Barranquilla apuesta por el turismo de negocios y eventos para fortalecer su oferta
El turismo de negocios y eventos concentra buena parte del potencial turístico de Barranquilla. Expertos reunidos en la Cumbre Internacional Barranquilla Global coincidieron en tres claves para fortalecerlo: continuidad de las políticas públicas, articulación entre los sectores público y privado y uso de datos para la toma de decisiones.

Así se vivió el panel de “Gobernanza, inversión y visión de largo plazo: construir turismo que transcienda gobiernos”. | Foto: Caracol Radio

La Cumbre Internacional Barranquilla Global: Turismo y Ciudad abrió un espacio para que expertos de la industria turística y cultural analizaran las oportunidades que tiene “La Arenosa” para fortalecer su posicionamiento como destino y convertirse en un referente regional para el turismo de negocios, eventos y entretenimiento.
Para Vicky Osorio, directora ejecutiva de ProBarranquilla, el sector necesita estabilidad y continuidad para consolidar la promoción de la ciudad como destino. “Cada gobierno de turno no puede llegar e iniciar de cero”, afirmó. Osorio también destacó la necesidad de visibilizar los atractivos de Barranquilla y contar con recursos y esfuerzos articulados que permitan generar un mayor impacto y proyectar la ciudad internacionalmente.
A su turno, Andrés Escandón, director regional para América Latina y el Caribe de la Asociación Internacional de Congresos y Convenciones (ICCA), explicó que la participación de la empresa privada puede contribuir a garantizar la continuidad de las estrategias turísticas. Al referirse a destinos internacionales más maduros, señaló que en estos existe un ecosistema público-privado que entiende la importancia de invertir en turismo y en la captación de eventos.
En ese escenario, el turismo de negocios aparece como una de las oportunidades en las que Barranquilla puede profundizar su apuesta. Escandón destacó su impacto económico: “Mientras el gasto promedio diario de un turista en Colombia ronda los 120 dólares, el viajero de negocios puede alcanzar cerca de 690 diarios”.
El experto agregó que Barranquilla debe ser más ambiciosa en la captación de congresos, convenciones y visitantes corporativos, pero advirtió que para competir internacionalmente es necesario definir con claridad los segmentos en los que la ciudad tiene mayores fortalezas. “Nosotros no podemos ser todo para todos”, aseguró.
Osorio coincidió en que este segmento representa una oportunidad estratégica, pero señaló que la apuesta debe ir acompañada de una propuesta capaz de diferenciar a Barranquilla frente a otros destinos con características similares. En ese propósito, la cultura juega un papel fundamental. “El tema cultural es lo que nos define y es la identidad propia la que nos va a diferenciar del resto”, señaló.

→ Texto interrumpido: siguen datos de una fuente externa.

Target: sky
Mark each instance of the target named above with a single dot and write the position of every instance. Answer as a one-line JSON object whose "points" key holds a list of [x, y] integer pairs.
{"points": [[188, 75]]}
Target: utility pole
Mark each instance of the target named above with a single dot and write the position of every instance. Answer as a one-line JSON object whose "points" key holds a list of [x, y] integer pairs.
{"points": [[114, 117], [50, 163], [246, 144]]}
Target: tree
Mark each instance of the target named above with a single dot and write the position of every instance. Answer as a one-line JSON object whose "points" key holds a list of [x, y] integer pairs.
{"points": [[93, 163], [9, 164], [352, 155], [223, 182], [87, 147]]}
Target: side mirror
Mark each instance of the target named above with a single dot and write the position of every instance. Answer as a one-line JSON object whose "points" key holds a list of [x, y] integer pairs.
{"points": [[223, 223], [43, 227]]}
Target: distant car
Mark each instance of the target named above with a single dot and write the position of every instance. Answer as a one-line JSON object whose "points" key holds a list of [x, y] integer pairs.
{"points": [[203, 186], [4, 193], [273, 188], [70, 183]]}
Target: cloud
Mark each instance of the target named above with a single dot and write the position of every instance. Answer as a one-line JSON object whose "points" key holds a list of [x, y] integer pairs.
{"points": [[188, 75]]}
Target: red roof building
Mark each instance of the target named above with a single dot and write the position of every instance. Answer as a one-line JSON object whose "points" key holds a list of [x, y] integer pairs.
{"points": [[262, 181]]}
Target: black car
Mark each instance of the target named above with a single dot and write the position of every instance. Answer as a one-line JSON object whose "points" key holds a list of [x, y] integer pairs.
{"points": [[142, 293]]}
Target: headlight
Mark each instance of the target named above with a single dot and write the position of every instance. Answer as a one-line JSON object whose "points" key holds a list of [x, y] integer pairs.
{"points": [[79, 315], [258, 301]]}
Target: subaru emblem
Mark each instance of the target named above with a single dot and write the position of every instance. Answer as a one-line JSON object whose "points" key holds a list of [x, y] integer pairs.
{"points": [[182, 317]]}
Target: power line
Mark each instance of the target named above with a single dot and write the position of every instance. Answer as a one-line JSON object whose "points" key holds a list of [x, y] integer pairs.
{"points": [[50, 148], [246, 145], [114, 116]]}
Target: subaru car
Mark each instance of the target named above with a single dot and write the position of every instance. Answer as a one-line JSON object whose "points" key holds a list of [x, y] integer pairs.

Los participantes en la Cumbre Internacional: Barranquilla Global, Turismo y Ciudad coinciden en que una estrategia turística para Barranquilla debe ser a largo plazo. | Foto: Caracol Radio

Los participantes en la Cumbre Internacional: Barranquilla Global, Turismo y Ciudad coinciden en que una estrategia turística para Barranquilla debe ser a largo plazo. | Foto: Caracol Radio
Por su parte, Camilo Mejía, coordinador del Observatorio de Turismo Sostenible de Barranquilla y el Atlántico, planteó la necesidad de construir una estrategia turística de largo plazo que permita establecer objetivos concretos y medir su cumplimiento. Para ello, destacó la importancia de consolidar un sistema de información que permita conocer, entre otros aspectos, el impacto económico y social que genera cada tipo de visitante.
En ese sentido, para Mejía, el futuro de la planificación turística pasa por los datos. “La estrategia que tomemos, la dirección que tomemos, tiene que estar basada en la evidencia, en datos”, afirmó.
También insistió en la necesidad de invertir en infraestructura tecnológica, inteligencia artificial e internet de las cosas, con el objetivo de avanzar hacia sistemas de información en tiempo real que permitan entender mejor el comportamiento de los visitantes y anticiparse a los cambios del sector.
Las intervenciones dejaron tres grandes desafíos para Barranquilla: dar continuidad a las políticas y estrategias turísticas, fortalecer la articulación entre los sectores público y privado y tomar decisiones basadas en información y evidencia. Todo esto, con una apuesta más decidida por el turismo de negocios y eventos, pero sin perder el principal elemento diferenciador de “La Arenosa”: su identidad cultural.
El reto es convertir esas fortalezas en una estrategia sostenida que permita atraer más eventos y visitantes, aumentar el impacto económico del turismo y consolidar a Barranquilla como un destino competitivo en Colombia y la región.